A very good explanation on the difference between pro users and normal users. It should apply to CS people vs. non-CS people as well.
First impression and ease of deployment is extremely important.
Leaving people a good impression is very important, and it’s particular important for selling a product in domain A to people in domain B.
Examples
Example 1
I’m a Python fan. I persuade (mostly MATLAB) people around me to use Python. Many people got frustrated at things like the follows and failed to switch.
- There are so many ways to install Python and I feel extremely confused.
- I never need to update packages in MATLAB; yet now I need to do them in Python.
- Errors like “XXX package is missing” drives me mad.
- Jupyter Notebook running in a browser looks weird compared to my favorite MATLAB IDE.
Example 2
One labmate took a machine learning course at CMU. Each assignment had Python and MATLAB version. For one assignment, the starter code of the Python version contained mixed usage of numpy.ndarray
and numpy.matrix
; various mysterious “bugs” due to this (poor) mixed usage drove my labmate mad. Despite that Python has essentially won the data science language war over all other ones (MATLAB, R, Julia, etc.), my labmate switched back to MATLAB, which provides a cozy, closed, consistent environment. Essentially, that one poorly written assignment code ruined my labmate’s Python experience.
Reasons
Again, it’s due to that people organize CS concepts in their mind differently, they estimate the costs of handling new concepts and difficulties differently.
In example 1, CS people who have experience with C++ or any other lower-level languages will not find installing and updating packages to be very annoying, as they have struggled with such issue for many times; non-CS people who are familiar with MATLAB will find such issues unacceptable.
In example 2, CS people know more that there are well written programs and badly written ones—any great language can be used in bad ways; non-CS people may unconsciously evaluate a language purely based on some of their own (highly biased) specific use cases.

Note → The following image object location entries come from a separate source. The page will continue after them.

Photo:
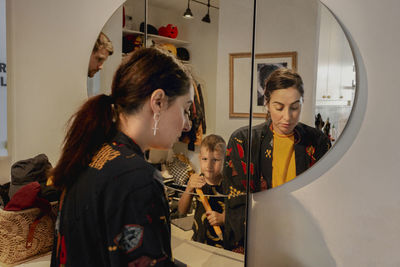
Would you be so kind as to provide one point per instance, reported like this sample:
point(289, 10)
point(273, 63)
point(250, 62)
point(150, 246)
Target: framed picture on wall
point(240, 80)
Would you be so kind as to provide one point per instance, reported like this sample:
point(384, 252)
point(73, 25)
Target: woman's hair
point(96, 122)
point(213, 143)
point(282, 79)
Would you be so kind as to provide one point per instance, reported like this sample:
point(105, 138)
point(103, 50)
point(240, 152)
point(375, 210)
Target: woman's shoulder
point(243, 131)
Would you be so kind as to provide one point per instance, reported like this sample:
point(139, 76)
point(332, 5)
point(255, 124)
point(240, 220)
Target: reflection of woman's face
point(173, 120)
point(285, 108)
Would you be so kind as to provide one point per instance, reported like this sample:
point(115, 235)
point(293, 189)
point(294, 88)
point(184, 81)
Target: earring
point(156, 118)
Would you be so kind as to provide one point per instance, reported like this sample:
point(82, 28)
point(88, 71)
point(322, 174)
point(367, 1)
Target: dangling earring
point(156, 118)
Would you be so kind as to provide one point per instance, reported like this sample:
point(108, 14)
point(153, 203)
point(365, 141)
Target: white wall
point(282, 26)
point(3, 80)
point(49, 46)
point(350, 215)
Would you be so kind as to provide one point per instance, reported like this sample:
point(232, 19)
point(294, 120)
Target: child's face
point(211, 162)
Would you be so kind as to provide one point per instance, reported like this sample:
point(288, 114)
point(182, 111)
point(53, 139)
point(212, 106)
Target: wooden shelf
point(157, 38)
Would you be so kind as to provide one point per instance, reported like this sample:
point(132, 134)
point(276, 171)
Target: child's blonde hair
point(213, 143)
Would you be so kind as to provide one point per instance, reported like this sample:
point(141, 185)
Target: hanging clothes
point(198, 120)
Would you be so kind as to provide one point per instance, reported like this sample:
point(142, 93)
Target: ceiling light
point(207, 16)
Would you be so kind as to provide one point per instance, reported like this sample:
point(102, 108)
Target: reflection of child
point(212, 151)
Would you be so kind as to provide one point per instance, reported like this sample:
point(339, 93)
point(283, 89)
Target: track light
point(188, 13)
point(207, 16)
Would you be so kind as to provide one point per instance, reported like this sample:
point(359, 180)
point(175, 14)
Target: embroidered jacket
point(115, 213)
point(310, 145)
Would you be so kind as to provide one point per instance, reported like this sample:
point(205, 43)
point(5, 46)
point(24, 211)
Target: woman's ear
point(158, 100)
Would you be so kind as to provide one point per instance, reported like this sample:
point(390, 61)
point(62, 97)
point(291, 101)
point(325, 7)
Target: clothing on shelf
point(198, 120)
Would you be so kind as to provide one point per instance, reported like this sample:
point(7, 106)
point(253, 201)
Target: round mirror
point(302, 91)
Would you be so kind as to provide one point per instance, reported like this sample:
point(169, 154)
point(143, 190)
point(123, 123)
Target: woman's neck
point(215, 181)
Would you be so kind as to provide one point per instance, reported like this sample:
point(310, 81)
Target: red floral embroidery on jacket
point(240, 150)
point(228, 152)
point(244, 183)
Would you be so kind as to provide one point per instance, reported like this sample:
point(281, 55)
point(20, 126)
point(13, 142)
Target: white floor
point(192, 253)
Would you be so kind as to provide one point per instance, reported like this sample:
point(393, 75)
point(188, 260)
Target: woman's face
point(211, 163)
point(285, 108)
point(173, 121)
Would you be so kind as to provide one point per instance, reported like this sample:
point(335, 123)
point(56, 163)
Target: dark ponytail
point(88, 129)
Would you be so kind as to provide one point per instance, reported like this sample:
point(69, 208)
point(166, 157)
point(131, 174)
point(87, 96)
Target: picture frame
point(239, 80)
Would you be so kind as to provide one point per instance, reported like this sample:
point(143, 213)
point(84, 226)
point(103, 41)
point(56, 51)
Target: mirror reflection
point(303, 89)
point(302, 108)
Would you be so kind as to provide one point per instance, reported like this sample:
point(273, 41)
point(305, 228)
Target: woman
point(281, 149)
point(113, 208)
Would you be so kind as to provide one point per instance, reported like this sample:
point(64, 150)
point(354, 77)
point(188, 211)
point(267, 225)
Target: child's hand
point(195, 181)
point(215, 218)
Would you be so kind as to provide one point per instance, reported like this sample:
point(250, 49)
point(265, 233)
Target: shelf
point(158, 38)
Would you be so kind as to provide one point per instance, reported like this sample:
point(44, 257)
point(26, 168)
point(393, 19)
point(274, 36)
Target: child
point(212, 151)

Understanding “why” is more important than getting things “work”.
I think this is a problem specific to deep learning. In the deep learning era, people have developed many models that “work”, without knowing why they work. This is an issue recognized by almost every deep learning professional.
On the other hand, I feel the issue of “why” is highly valued by many scientific fields. In neuroscience, if a paper does not have a section on “why” a model works, then the chance of publication will be slim.
User interface has to be really friendly, and bugs should be as few as possible.
As a CS person, I am OK with struggling with mysterious bugs of open-source programs. I think as CS people understand the underlying mechanisms of those programs better, they are more proactive in fixing bugs, and can often find the correct way to solve them quickly.
For example, if a program gives some mysterious error, I will typically copy and paste that error information into Google, see what other people are saying, and figure out the correct solution for me out of a lot of noisy and misleading ones. If googling doesn’t work, I will try to check source code, set break point somewhere, add some print statements, etc. to figure out what’s going on.
Non-CS people won’t do any of these. They will check user documentation at most, which will never contain what they want to solve the error, and get stuck and frustrated.
Essentially, I feel selling CS products to non-CS people is like selling cars to average customers without knowledge of automobile mechanics. Many CS products are just not that reliable and not worth money and time, if we treat CS products as cars that are simply expected to work, without any customer’s help.